CEO PT Erol Perkasa Mandiri (EPM) Steffy Burase menyebut pola hambatan yang dihadapi para penyelenggara event kini semakin mengkhawatirkan.
Menurutnya, nyaris semua event nasional di Aceh berakhir dengan kendala administratif mendadak atau alasan syariat yang sudah diklarifikasi aman oleh lembaga resmi.
“Bukan hanya satu EO yang mengalami ini. Hampir semua acara berskala nasional selalu berakhir dengan hambatan administratif, perubahan aturan mendadak, atau alasan syariat yang sebenarnya sudah dinyatakan ‘lolos’ oleh Dinas Syariat Islam dan MPU. Sementara itu, konser-konser lokal yang tidak mengikuti tata aturan justru dibiarkan berlangsung,” ujar Steffy
Steffy menegaskan persoalan ini tidak semata terkait syariat, tetapi juga muncul melalui mekanisme administrasi yang ia nilai tidak sehat.
“Ada yang lapangannya digembok di hari-H, ada yang diberikan tagihan retribusi dengan angka yang tidak rasional, ada yang izin sudah lengkap tetapi tetap diberhentikan. Situasi seperti ini membuat EO mana pun tidak bisa bekerja dengan kepastian,” katanya.
Tak hanya itu, menurutnya kasus yang dialami perusahaannya menunjukkan adanya maladministrasi yang nyata.
“Dalam kasus kami, alasan syariat tidak bisa dipakai karena seluruh persyaratan keagamaan sudah lolos sejak awal. Yang muncul justru tagihan yang tidak masuk akal dan tindakan penggembokan venue. Ini bukan persoalan syariat, ini masalah tata kelola,” tegas Steffy
Dampaknya, kata Steffy, tidak hanya menimpa penyelenggara, tetapi seluruh rantai ekonomi kreatif Aceh.
“Setiap acara besar melibatkan ratusan pekerja,
vendor, UMKM, crew lokal, talent, dan pelaku usaha lainnya.

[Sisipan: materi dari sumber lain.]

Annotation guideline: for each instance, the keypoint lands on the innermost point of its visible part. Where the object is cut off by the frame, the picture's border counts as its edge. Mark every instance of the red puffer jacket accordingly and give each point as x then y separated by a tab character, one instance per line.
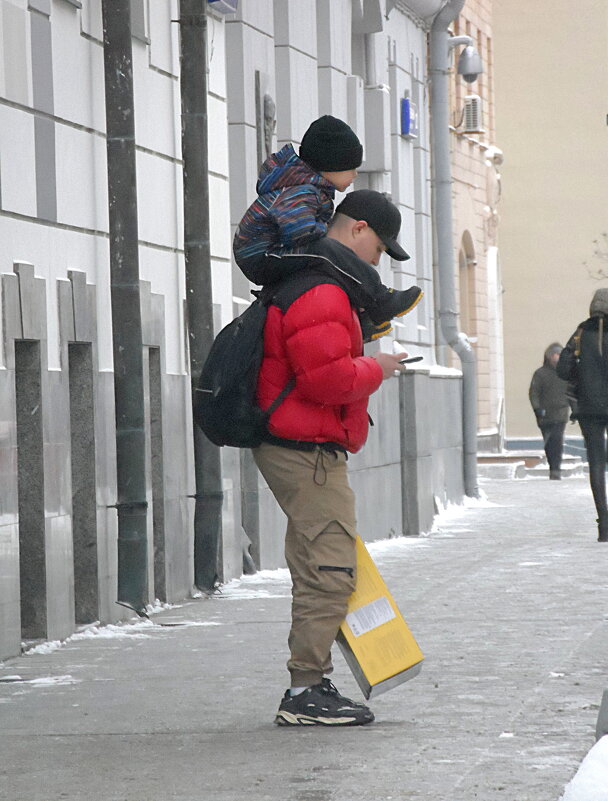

Ketika acara besar selalu dihambat, ekonomi Aceh kehilangan perputaran uang miliaran rupiah,” jelasnya.
Ia juga mengungkap fenomena baru: warga Aceh kini memilih pergi ke luar daerah untuk menikmati konser atau hiburan.
“Lebih dari seribu warga Aceh tercatat bepergian ke luar provinsi untuk menghadiri konser nasional. Ini bukti bahwa kebutuhan masyarakat tetap ada, hanya saja tidak bisa dipenuhi di Aceh karena kebijakan yang tidak konsisten,” ujar Steffy
Steffy menegaskan bahwa para pelaku industri kreatif tidak menolak aturan, tetapi menuntut regulasi yang adil, transparan, dan konsisten.
“Kalau aturan berubah-ubah tergantung siapa penyelenggaranya, itu bukan lagi syariat dan bukan lagi administrasi itu ketidakadilan. Suara yang kami bawa adalah suara ratusan pelaku industri kreatif Aceh yang ingin bekerja dengan tenang, transparan, dan profesional,” katanya.
Ia mendorong pemerintah Aceh untuk membuka ruang dialog dengan para pelaku industri kreatif agar setiap kebijakan memiliki landasan jelas dan tidak merugikan rakyat.
“Kami hanya meminta pemerintah membuat standar yang jelas, adil, dan tidak semena-mena. Kalau ingin menjaga syariat, lakukan dengan konsisten. Kalau ingin menegakkan aturan, lakukan dengan prosedur yang benar. Yang diperlukan rakyat Aceh hari ini adalah kepastian, bukan larangan yang berubah-ubah,” tutupnya.
Hingga berita ini ditayangkan, awak media masih berupaya mendapatkan klarifikasi resmi dari pihak terkait.